Part of the dirty little reason for this is because the people who used to stand up against such things are far more typically afraid. Churches don’t want to lose their members, universities their big bucks from government and corporations, reporters their jobs, non-profits their funding from foundations that have become co-conspirators with those they once challenged,
I have always been fascinated with stories about, and interviews with, major criminals. How can they possibly justify such a life style? How do they really feel when they kill someone? But over time what I have learned from these interviews is that all you have to do is redefine normal and evil becomes just another routine day. The very absence of concern is what lets them act the way they do.
This works as well in politics as with Whitey Bulger.
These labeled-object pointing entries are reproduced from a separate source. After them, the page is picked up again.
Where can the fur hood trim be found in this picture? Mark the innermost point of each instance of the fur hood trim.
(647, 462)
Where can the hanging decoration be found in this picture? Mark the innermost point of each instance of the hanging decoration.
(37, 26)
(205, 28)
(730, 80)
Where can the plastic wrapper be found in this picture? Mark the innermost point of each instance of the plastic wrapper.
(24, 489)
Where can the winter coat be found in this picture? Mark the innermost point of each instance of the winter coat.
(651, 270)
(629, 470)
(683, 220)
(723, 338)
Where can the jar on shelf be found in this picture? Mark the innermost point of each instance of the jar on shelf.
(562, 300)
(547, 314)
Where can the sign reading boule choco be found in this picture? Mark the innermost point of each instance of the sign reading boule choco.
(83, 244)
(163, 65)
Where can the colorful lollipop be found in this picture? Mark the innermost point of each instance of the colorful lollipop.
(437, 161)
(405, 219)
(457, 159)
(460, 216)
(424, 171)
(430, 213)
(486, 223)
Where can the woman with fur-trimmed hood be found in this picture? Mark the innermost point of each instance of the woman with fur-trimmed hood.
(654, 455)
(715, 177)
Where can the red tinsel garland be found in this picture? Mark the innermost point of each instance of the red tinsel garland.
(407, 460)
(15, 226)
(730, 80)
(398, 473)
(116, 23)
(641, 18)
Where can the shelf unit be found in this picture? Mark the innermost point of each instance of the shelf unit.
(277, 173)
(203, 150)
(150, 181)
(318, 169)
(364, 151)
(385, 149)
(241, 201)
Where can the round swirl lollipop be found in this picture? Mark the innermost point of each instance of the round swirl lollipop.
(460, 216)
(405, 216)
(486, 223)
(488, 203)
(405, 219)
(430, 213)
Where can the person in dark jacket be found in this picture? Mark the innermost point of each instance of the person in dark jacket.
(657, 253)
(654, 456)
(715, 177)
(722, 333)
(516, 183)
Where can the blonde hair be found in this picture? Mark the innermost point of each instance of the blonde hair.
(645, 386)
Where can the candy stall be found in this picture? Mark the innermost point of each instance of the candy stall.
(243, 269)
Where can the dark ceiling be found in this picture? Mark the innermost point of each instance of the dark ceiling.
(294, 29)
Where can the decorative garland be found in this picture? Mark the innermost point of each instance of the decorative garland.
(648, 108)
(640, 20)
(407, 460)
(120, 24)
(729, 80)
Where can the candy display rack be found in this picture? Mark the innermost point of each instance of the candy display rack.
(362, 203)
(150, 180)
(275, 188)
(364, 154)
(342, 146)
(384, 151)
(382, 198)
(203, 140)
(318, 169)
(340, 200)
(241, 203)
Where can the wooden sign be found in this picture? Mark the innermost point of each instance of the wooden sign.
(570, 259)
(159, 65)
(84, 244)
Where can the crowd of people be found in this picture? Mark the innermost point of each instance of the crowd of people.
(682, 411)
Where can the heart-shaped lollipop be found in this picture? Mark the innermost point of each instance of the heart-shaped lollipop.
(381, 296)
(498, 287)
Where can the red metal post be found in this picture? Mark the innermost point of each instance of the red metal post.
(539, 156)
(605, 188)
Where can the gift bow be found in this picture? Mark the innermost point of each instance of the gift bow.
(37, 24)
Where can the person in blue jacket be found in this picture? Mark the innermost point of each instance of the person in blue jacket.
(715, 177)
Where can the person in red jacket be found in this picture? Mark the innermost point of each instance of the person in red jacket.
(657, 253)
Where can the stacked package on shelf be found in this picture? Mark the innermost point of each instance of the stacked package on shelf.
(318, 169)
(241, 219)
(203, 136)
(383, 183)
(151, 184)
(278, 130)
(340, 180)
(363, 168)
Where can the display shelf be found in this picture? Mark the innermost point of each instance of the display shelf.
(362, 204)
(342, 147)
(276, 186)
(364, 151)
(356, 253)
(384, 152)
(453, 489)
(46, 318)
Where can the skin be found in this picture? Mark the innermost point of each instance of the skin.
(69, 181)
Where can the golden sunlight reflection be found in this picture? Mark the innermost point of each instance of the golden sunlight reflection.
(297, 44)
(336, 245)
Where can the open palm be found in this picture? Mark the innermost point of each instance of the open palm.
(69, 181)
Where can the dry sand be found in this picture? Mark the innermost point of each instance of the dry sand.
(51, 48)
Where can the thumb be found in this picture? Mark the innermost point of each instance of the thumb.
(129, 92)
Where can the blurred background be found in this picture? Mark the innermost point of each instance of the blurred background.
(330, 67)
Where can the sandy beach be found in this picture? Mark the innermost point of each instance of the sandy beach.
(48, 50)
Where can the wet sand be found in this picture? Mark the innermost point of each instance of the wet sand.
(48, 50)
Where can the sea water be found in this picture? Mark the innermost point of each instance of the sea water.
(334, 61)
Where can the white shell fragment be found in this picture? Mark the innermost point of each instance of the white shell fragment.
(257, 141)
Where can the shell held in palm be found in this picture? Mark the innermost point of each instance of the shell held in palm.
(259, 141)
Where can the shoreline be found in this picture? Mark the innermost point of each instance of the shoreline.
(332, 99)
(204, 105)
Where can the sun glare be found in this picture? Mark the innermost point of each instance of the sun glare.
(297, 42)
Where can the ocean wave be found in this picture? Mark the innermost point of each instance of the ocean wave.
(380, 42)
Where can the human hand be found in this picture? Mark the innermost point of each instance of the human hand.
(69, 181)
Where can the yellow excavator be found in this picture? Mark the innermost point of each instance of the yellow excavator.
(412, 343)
Which is why dictatorships often do not need military force to have their way. All they have to do is to get people to shrug their shoulders and look someplace else. As the French say, “It exists.”
The big story of America’s past few decades has been the normalization of wrong. We have lost the sort of major leaders who might challenge it, tell us why it is wrong, and build alternatives.
To be sure, plenty of the less powerful are still on the case, but never in my lifetime have I seen such little support for a better way coming from places like Capitol Hill, churches, universities, and those folks who dub themselves “public intellectuals.”
But while I’m short on faith, I still have a few dreams, one of which is that some black, latino, labor, ecological, youth and women’s organizations will finally discover how to stop defending just their own back yard, and join together in a movement that will make the Tea Party seem a minor anachronism. The numbers are there, the will is waiting, and the soul is just slumbering awaiting the sound of joyous rebellion and creation.
Try it.
And if you need me, you can find me in one of those caves painting animals on the wall.